- From: Robert Siemer <Robert.Siemer-httpwg@backsla.sh>
- Date: Mon, 17 Mar 2008 03:44:29 +0100
- To: Werner Baumann <werner.baumann@onlinehome.de>
- Cc: ietf-http-wg@w3.org
On Sun, Mar 16, 2008 at 10:35:33PM +0100, Werner Baumann wrote:
> Robert Siemer wrote:
> >There are. At least some of my CGI scripts use them. - I would not
> >discard that many other CGIs do the same.
> >
> >To see no useful weak etag implementations within the static file
> >serving code among common servers does not surprise me at all. - How
> >should they know about semantic equivalence?
> >
> >I still don't know why this mecanism has to be an illusion.
> >
> I don't say, it *has to be* an illusion.

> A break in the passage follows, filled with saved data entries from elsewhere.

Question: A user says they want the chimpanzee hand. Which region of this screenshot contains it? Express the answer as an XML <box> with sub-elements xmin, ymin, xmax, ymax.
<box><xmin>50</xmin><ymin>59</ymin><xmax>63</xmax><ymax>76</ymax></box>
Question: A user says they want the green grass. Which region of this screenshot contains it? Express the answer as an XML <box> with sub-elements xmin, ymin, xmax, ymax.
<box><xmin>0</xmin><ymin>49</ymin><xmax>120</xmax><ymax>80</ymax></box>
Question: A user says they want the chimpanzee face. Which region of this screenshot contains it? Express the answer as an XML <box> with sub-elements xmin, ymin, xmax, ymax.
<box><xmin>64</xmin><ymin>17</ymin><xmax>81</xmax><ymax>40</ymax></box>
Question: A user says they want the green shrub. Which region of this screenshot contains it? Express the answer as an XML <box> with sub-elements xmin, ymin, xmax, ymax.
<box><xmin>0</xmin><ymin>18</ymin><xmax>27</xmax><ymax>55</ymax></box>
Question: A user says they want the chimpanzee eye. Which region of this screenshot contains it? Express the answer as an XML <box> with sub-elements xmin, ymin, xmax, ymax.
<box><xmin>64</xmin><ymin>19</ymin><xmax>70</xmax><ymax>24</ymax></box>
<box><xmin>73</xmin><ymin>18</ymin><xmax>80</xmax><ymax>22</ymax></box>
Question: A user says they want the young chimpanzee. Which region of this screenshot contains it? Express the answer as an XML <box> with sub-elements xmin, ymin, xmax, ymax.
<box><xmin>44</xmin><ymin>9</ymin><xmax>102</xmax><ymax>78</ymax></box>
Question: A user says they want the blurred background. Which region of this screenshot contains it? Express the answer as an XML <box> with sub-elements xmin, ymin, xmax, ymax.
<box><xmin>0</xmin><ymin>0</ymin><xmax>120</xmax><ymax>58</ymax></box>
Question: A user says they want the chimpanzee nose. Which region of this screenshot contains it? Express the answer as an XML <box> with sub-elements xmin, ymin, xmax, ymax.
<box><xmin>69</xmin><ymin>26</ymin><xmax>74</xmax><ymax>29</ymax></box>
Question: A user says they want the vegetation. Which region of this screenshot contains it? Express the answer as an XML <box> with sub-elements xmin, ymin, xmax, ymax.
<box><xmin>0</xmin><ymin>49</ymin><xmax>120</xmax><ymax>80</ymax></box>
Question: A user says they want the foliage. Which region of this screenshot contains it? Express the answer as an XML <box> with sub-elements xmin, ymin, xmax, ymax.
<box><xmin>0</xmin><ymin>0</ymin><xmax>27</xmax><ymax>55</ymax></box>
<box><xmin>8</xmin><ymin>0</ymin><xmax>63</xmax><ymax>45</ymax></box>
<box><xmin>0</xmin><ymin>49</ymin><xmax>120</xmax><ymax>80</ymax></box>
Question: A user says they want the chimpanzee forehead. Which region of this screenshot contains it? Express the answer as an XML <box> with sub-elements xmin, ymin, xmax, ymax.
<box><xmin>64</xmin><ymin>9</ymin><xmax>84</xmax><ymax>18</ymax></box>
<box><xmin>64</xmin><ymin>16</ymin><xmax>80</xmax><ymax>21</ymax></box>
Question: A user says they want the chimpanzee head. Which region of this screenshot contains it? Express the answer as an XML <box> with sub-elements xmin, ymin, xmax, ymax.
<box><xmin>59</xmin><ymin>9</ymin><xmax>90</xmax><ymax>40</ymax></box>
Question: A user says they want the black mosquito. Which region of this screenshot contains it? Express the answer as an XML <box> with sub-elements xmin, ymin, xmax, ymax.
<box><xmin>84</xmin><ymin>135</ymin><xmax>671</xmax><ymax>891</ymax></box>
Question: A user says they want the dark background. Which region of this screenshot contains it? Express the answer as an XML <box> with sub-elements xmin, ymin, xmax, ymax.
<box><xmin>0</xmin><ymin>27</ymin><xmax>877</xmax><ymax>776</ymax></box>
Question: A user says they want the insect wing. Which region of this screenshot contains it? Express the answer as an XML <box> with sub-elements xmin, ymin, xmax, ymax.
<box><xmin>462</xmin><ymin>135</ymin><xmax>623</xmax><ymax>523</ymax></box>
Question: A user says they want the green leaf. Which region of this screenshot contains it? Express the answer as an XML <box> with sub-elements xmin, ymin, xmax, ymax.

I say it *is* an illusion, when
> confronted with current practice. And the spec is self-contradictory,
> because it contains two mutual exclusive definitions of weak etags.
>
> You can resolve this to either side. But the only realistic way seems to
> be to adapt the spec to current practice.
Current practice is to deliver weak etags that never match later on.
These are based on "weak last-modified" dates. I hope that this
useless practice ("we always generate ETags") never makes it into the
spec!
As clients will do the same independent on which side we pull, I don't
see "semantic equivalence" already lost.